Maureen, if we have time at end of meeting we can look at screenshots.

  • Progress on pipes/Camel

Zhimin: still doing some preparation. focused on the concurrent part. if we do pipes we need scalability. they already have quite a bit of work done. another nice thing is that camel has some builtin async abnd sync communication, probasbly we only need to wrap it. read a chapter of the book, and it seems to be addressing the problems we have. our problems are typical data integraton problems.

Bob: we'll have a better sustainabilty story if most of our code is just calls to other peoples code.

Paul: it introduces dependencies too

Bob: we should choose other code wisely and consider other peoples update schedules

Zhimin: adapting camel would not be at the system level but at the programming level. Paul: when some msg comes into a FP network, some component in the network says "these tasks need to be strung together in this order to deal with this problem." that task list is handed off to a camel-supported structure to pipe relevant input/output into the right pipes.

Zhimin: sometimes you want parallel, sometimes pipes, you can parallelize part if you want

Paul: contrast to hadoop, using it as a backbone in a similar role, it was parallelizing by default without the flexibility

Zhimin: it is for enterprise integration pattern. part of our story is EIP.

Paul: feels relevant. we could see an interaction between that system and the sparqlpush components, having them included somewhere in the pipes.

Zhimin: add a record for sparql push somewhere in the pipe, "listen to this topic," e.g.

Maureen: showed sparqlpush screenshots

James: vertnet is using pubsubhubbub, should we be talking to them?

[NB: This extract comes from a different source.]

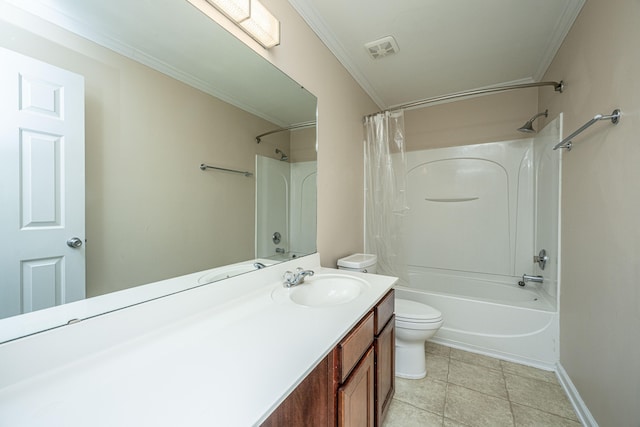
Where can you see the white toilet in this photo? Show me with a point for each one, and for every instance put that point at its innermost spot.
(415, 323)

Paul and Bob: we could interact with them, depending on security requirements, perhaps ssl would be sufficient

Zhimin: the subscription occurs with ssl, everything follows that key event. you have to trust the last mile

Bob: in one regard that's not our problem, but if there's no solution to trust the last mile it is our problem. I doubt apple pi has a requirement to be secure against snooping on the wire. most of the access control is authorization

Paul: one of the known threats is people listeneing on the wire for endangered species data. there requirement is that all endangered species data is encrypted while in motion. It would be easier to not try to figure out which data this applies to and just encrypt all data. we don't have a requirement in apple pi for data at rest to be encrypted. the network consists of authorized users, authorized users have access to all data.

Bob: "there's a change in species x which we know we can't communicate to you on this channel, please log in with the proper credentials" decryption keys passed on a different channel.

Paul: a likely problem is low-level interoperability, if the place we want to interoperate at is annotations

Bob: encryption is just another kind of opaque data. Next meeting, overview of architecture, 1:30 eastern time tomorrow. We may have a webex session, maybe not. This will be a different webex link than usual, Paul will send it out when he has confirmation. Meeting adjourned.

Lei: Formulating questions about TDWG.